More homeowners are quitting London for towns within commuting distance of the capital. Estate agent Savills has revealed the commuting hotspots that are attracting those for whom the city is increasingly unaffordable along with those who want to take advantage of the value of their London home to buy a bigger one elsewhere.
In its research, Savills revealed that towns with a good transport hub such as a railway station were in the highest demand, particularly those within a 40-minute journey to central London.
Those towns with good rail links, coupled with an increase in new homes, saw the biggest spike in passenger traffic heading towards London. The likes of Aylesbury Vale Parkway in Buckinghamshire and Didcot Parkway in Oxfordshire have seen spikes in house prices fuelled by an influx of commuters.
House price growth in those areas is 5 percent higher than neighbouring areas over the last five years, according to Savills.

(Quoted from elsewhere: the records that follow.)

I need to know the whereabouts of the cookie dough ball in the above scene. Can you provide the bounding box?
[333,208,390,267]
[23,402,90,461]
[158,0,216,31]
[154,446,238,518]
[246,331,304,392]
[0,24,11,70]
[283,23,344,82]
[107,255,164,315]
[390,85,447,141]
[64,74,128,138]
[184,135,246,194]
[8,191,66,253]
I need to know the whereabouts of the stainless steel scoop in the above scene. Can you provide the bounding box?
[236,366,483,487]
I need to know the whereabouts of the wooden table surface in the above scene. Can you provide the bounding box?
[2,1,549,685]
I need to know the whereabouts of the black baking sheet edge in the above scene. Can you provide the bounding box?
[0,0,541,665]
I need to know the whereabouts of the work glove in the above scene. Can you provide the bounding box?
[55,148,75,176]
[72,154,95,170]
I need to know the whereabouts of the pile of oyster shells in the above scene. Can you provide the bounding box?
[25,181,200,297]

And the knock-on effect is that commuting-distance areas with lower-value homes are becoming increasingly popular, particularly those on the HS1 link to Birmingham.
In fact, the commuting distance is now stretching beyond the traditional Home Counties as far Coventry, Rugby and Birmingham itself as people take advantage of regular, fast trains to London without the cost of living in the capital.

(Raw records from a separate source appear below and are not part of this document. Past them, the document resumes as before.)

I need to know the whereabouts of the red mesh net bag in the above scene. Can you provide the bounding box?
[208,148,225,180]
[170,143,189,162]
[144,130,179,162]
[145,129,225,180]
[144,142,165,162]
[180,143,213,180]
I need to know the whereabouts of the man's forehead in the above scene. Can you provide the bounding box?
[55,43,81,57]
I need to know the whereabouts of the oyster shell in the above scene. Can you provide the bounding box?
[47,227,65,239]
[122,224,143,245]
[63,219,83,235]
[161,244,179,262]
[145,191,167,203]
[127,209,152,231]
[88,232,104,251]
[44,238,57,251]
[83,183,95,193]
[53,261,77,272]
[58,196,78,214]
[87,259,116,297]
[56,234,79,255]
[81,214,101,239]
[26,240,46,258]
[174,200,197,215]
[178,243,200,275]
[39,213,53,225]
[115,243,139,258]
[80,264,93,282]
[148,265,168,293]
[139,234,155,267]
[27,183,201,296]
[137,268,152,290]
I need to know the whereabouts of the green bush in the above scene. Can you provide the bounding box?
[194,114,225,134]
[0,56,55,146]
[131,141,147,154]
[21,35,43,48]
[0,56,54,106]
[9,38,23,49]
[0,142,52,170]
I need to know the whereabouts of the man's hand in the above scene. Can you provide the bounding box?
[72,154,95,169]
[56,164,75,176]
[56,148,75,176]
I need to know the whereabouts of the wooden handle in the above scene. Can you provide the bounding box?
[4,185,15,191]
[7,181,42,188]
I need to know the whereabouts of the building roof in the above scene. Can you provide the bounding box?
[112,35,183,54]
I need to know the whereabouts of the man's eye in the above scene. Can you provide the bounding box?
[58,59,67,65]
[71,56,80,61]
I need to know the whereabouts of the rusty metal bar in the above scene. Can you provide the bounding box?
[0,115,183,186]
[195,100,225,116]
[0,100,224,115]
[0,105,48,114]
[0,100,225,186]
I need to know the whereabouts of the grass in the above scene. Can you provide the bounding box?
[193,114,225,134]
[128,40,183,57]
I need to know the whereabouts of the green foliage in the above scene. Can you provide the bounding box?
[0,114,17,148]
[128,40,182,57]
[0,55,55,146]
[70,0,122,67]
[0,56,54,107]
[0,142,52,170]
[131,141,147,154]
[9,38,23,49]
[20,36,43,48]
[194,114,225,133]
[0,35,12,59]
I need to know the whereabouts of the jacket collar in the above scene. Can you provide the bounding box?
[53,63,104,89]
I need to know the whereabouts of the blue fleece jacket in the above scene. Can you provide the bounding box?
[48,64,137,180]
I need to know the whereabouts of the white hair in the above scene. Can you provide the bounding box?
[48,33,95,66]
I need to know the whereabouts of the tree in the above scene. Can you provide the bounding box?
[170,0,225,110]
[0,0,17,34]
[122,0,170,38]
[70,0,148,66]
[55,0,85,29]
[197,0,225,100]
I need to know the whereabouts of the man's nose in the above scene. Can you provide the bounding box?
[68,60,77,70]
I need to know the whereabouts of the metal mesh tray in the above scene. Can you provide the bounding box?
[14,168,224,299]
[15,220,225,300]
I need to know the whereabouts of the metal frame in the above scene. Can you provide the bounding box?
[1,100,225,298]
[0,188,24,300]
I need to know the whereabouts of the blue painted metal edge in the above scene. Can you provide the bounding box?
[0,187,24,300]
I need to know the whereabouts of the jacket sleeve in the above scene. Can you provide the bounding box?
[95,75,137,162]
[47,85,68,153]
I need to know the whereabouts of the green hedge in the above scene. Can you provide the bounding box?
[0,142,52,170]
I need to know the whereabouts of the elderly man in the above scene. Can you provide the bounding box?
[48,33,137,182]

Meanwhile, more people than ever before are leaving London, according to figures from the Office for National Statistics. The number of people in their 30s who are moving out of the capital has risen by 27 percent in the last five years with the traditional commuter belt their destination.
Savills said 14 percent of its new home buyers are those moving from London with 39 percent of them buying a larger property, demonstrating the financial power of London property.
Its report said: “We expect the ripple effect of Londoners moving to the commuter belt to continue. Searching for more space, they are likely to bring London’s equity with them and will be targeting markets with the quickest links to the capital.
“These include established prime locations and up-and-coming areas that are more affordable than their neighbours.
“Yet we also expect the ripple effect to move beyond London’s commuter zone to markets in the Midlands and the north. These markets have seen house prices rise more in line with wages and therefore remain affordable. They will have the most capacity for growth over the next few years.”